Poor Bus Services Keep Crowds Away From Theatre, Says Karnad

Endorsing his view, art critic Samik Bandyopadhyay reminisces about their youth when drama was vibrant and eagerly watched in India\'s metros

Published: 20th January 2015 06:00 AM  |   Last Updated: 20th January 2015 05:06 AM   |  A+A-


VASANTHNAGAR:It’s not TV that snatches theatre audiences away but the very structure of our cities, Girish Karnad said at a seminar at Guru Nanak Bhavan here on Monday.

Talking of the 1960s and 70s, the playwright-director said, “When I started off, Indian theatre was at its height. We had great directors like Karanth and Prasanna who established that a play was more than just six actors saying lines, that direction was an art. And Kambar’s writing, steeped in folklore, was very fresh.” This golden era ended in the early 80s when colour television made its presence and the ‘middle class went indoors to seek entertainment’.

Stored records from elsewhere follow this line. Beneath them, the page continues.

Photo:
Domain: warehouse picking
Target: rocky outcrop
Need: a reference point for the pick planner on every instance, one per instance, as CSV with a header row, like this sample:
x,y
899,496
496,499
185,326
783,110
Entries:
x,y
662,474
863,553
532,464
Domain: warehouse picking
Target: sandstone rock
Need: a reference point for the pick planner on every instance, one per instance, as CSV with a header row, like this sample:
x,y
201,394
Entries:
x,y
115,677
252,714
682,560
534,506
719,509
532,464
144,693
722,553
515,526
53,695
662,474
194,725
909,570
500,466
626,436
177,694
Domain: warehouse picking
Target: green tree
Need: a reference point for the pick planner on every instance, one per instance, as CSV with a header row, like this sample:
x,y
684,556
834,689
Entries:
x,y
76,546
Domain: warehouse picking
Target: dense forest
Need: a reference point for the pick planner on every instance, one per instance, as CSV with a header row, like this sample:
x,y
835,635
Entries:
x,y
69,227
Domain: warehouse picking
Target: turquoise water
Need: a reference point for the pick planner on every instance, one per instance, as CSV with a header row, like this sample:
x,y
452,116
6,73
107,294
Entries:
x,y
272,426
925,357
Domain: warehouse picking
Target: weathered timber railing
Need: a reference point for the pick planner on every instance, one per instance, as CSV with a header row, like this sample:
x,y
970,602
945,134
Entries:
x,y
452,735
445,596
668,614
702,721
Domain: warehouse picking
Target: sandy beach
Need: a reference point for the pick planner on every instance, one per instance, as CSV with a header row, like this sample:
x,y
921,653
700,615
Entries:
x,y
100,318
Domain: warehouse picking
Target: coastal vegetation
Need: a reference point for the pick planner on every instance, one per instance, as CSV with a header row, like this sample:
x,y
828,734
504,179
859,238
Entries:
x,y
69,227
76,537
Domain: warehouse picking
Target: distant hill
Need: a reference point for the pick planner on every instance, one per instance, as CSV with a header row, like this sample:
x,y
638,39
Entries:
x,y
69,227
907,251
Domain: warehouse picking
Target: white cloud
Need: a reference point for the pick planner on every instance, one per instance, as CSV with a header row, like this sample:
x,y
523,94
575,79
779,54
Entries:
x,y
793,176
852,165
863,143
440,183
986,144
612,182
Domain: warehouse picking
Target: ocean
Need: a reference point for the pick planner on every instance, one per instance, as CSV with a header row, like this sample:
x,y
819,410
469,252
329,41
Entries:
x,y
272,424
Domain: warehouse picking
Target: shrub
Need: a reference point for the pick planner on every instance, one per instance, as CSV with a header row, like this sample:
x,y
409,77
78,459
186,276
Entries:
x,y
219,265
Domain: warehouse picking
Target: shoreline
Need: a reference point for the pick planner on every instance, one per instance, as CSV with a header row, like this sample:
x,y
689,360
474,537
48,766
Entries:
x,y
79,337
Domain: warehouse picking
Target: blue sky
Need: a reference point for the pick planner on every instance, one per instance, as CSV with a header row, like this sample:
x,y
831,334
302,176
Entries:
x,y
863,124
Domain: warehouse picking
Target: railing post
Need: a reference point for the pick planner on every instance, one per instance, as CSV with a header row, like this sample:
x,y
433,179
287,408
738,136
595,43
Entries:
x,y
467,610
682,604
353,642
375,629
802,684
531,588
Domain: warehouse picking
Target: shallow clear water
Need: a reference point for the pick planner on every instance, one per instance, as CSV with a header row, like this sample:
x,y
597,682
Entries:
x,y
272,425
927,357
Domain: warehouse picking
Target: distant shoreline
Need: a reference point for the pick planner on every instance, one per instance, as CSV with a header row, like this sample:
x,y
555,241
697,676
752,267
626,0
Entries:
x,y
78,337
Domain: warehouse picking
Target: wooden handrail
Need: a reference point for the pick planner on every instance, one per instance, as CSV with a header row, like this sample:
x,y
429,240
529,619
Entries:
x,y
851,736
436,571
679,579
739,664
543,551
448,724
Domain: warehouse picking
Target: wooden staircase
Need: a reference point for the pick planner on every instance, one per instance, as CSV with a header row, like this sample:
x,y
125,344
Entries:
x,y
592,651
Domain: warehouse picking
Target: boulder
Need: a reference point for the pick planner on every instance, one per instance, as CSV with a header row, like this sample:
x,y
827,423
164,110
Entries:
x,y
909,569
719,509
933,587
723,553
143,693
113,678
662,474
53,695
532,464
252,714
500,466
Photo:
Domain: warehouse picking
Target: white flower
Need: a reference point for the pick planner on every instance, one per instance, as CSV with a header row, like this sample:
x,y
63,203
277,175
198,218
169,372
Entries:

However, today TV isn’t what is causing the decline of theatre, he feels. Channels might be signing up well-trained actors for serials so they have no time for play rehearsals, but that seems to be one of the lesser evils, he said at the seminar on Contemporary Indian Theatre organised by Kendra Sahitya Akademi.

“What’s killing theatre today is the state of our cities. We started Ranga Shankara and thought that Kannada theatre would do well, but people just refuse to come,” he said. And it’s not just the one-and-a-half hour journey to watch the play. “The hell begins after the play. People don’t have transport to get back; they have to fight with the auto drivers,” he observed.

So Kannada theatre is paying the price of lack of planning. “In London or New York, you can book your ticket six months in advance.”

He recalled a time when the city’s theatre-hungry audience would turn up for evening shows of plays at Ravindra Kalakshetra that were announced that very morning. And the theatre of the time was city-oriented, strong in Kolkata, Mumbai, Bengaluru, he said.

“Today a lot of the good theatre in Karnataka happens in small towns like Heggodu and Mandya. The actors are in the towns and villages, but the money is in the cities,” he said.

He also rued that ‘music, dance and colour’ have taken the place of analysis in today’s theatre. It isn’t just directors and playwrights that he feels are lacking, but Kannada literature on the whole. “Only the Kannada short story captures the rhythm of Bengaluru. Novelists seem incapable of creating the city experience creatively,” he said, adding that his last few plays, including Boiled Beans on Toast (Benda Kaalu on Toast) are attempts to negotiate with what living in the city has come to mean.

“I apologise, I’m 77, and what may be contemporary theatre for me might not be the contemporary theatre of today,” he said.

Speaking next at the inaugural session, Kolkata-based theatre and film critic Samik Bandyopadhyay said as he came from the same generation as Karnad -- "If he’s 77, I’m going to be 75 soon" -- the two have common concerns.

However, he believes that the decay or even death of theatre is a problem that cities across the world face. “Our (his and his colleagues’) uneasiness stems from the death of the text; a text, not necessarily written as a play, has to be a reading of a life of reality, a critical reality, and a negotiation with that reality,” he said, adding that this was an unending struggle that playwrights and directors constantly grapple with.

Attempting to recreate real urban experiences could prove problematic too. “The urban experience has become so impersonal and mechanised that it doesn’t flow well with theatre.”

He also suggested that veterans like Karnad and Kambar, who was also present, play a mentoring role in helping youngsters recreate texts. Theatre, to him, is far more than just entertainment, and corporatisation of the art is something that he takes objection to.

“You see performances in pubs where people are eating and drinking. They think of theatre as entertainment,” he said. Performance spaces are endangered too, he opined. “Many are owned by the government, and if they don’t want you to raise a critical voice, they can restrict usage,” he remarked. So cities and small towns are creating their own alternative spaces, creating and their own audiences to overcome the onslaught, he believes.